セレブと貧乏太郎第八話

フジテレビ系。「セレブと貧乏太郎」。
脚本:田中一彦。音楽:山下康介。主題歌:いきものがかり「気まぐれロマンティック」。挿入歌:Safarii「Hero」。プロデュース:土屋健。演出:松田秀知。第八話。
後藤田司(柏原崇)と安田幸子(国仲涼子)が何となく急接近。唐突だが、なぜだろうか。推測するに恐らくは幸子と佐藤太郎(上地雄輔)がなかなか似合いの二人だからだろう。ドラマ制作者としては太郎と美田園アリス(上戸彩)とを結び付けたいに相違なく、ゆえに幸子を太郎から平和裡に切り離すための前提として他によい相手を見付けておく必要があったに相違ないと想像される。

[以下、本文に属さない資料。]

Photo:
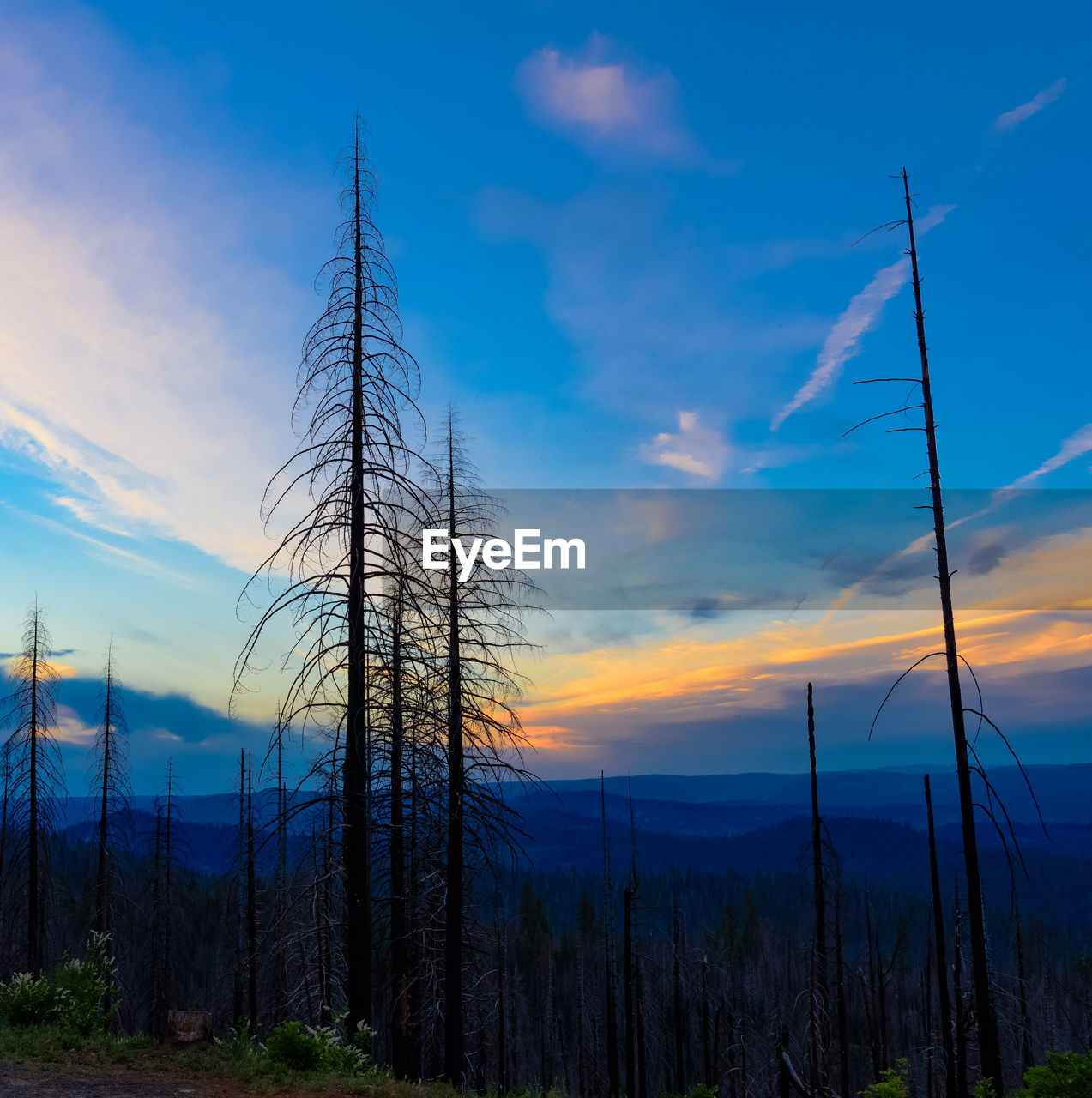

アリスの継母の美田園真紀子(若村麻由美)の行動は余りにも強引で脅迫紛いで、セレブというよりはヤクザに近いが、「ラヴ・アリス」運転手として生計を立てつつあった太郎を予告もなしに解雇する代償として何千万円か(或いは一億円以上か)の莫大な退職金を支払おうとしたのは、太郎にとってはむしろ有り難い話だったはずだ。あれがあれば借金も返済できるし、何時も空腹に耐えている三人の吾が子等を満腹にしてやることもできる。そもそも、あの大金は太郎のためのものではなく、佐藤家の一郎(清水優哉)以下三人の幼い子どもたちのためのものではなかったか。あの女、太郎に対しては理不尽なことばかり突き付けてはいたが、反面、三人の子どもたちの生活を常に気にしてもいたのだ。冷酷な仮面の奥に母の慈愛が秘められているのかもしれない。太郎は家族のために退職金を受け取るべきではなかったか。
全体の印象としては支離滅裂で見るに耐えない話ではあったが、「ラヴ・アリス」の人々が社員旅行で訪れた山奥の温泉旅館の露天風呂における騒動の場面での、津田智彦(是近敦之)の半裸が美しかったので、そのわずか一秒の映像のために、予約録画しておいたのを削除せず保存しておくことに決めた。